Forest vs reference: simple clinical read of effects.
Why we do it Stakeholders must quickly answer “A or B?” and see where evidence is direct vs indirect.
Core focus
League directionality (know whether entries are “column vs row”).
Order rows/columns by SUCRA/P‑score only as a presentation aid (ranks ≠ certainty).
Explain network balance (star‑shaped vs richly connected).
Typical outputs
A league matrix (MD when units match; SMD otherwise).
A weighted network graph.
A forest plot vs reference in clinical units (MD) or unit‑free (SMD).
8) Small‑study effects / publication bias
What it is Assess asymmetry for continuous outcomes (pairwise or comparison‑adjusted funnel in NMA) and consider Egger‑type tests when k is adequate (>10).

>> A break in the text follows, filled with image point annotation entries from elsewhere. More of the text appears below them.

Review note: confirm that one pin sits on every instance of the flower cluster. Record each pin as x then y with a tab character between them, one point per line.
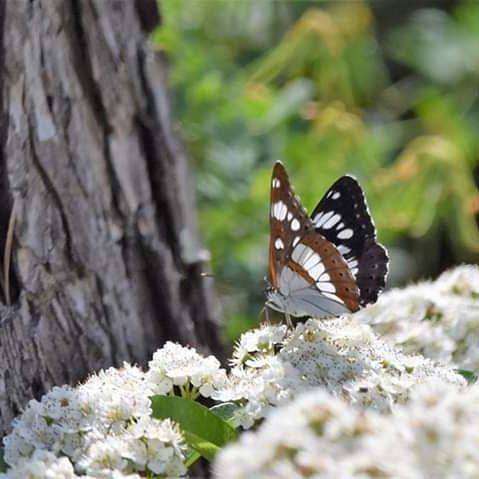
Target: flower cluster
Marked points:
439	319
435	434
342	355
175	365
105	424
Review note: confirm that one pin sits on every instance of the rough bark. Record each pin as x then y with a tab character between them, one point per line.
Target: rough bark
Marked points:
106	262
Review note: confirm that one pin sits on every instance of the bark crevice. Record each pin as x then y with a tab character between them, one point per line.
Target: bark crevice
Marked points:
90	159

Why we do it Selective reporting and small studies can bias continuous outcomes (especially when SD imputation or different instruments are involved).
Core focus
Visual funnel symmetry; keep in mind low power with few studies.
Consider substantive reasons for asymmetry (measurement protocols, visit windows, imputed SDs).
Typical outputs
(Comparison‑adjusted) funnel plot for NMA; a brief test result if appropriate.
A reasoned narrative on plausibility and impact.
9) Contributions, sensitivity, and certainty of evidence
What it is Make results auditable and robust:
Contribution matrix: which direct comparisons drive each network estimate.
Sensitivity ladders: remove high‑risk‑of‑bias trials; re‑estimate with alternative τ²; exclude studies with imputed SDs; stratify by timepoint, baseline level, or instrument family (for SMD).
Certainty: overall confidence considering risk of bias, imprecision, inconsistency, indirectness,and small‑study effects.
Why we do it Transparent evidence flow + robustness checks → credible decisions.
Core focus
Target sensitivities to the dominant contributors.
If using SMD, provide back‑translation (e.g., to a representative instrument or to an MID) to regain clinical meaning.
Summarize certainty (e.g., high/moderate/low/very low) with reasons.
Typical outputs
Contribution heatmap/table identifying key drivers.
Sensitivity tables/plots and narrative on stability.
A certainty/credibility summary that accompanies the main findings.
Quick reference: decisions you must lock down early (and keep consistent)
Endpoint vs change (and, if change, how you handle the pre–post correlation).
Effect scale: MD (prefer) vs SMD (only if instruments differ).
Direction of benefit (“higher is better” vs “lower is better”) — affects ranking settings and plot labels.
Primary timepoint (avoid mixing visits unless you stratify or model time).
Random‑effects as default; specify τ² estimator.
Plan for transitivity/consistency diagnostics, ranks with uncertainty, and contribution‑guided sensitivity.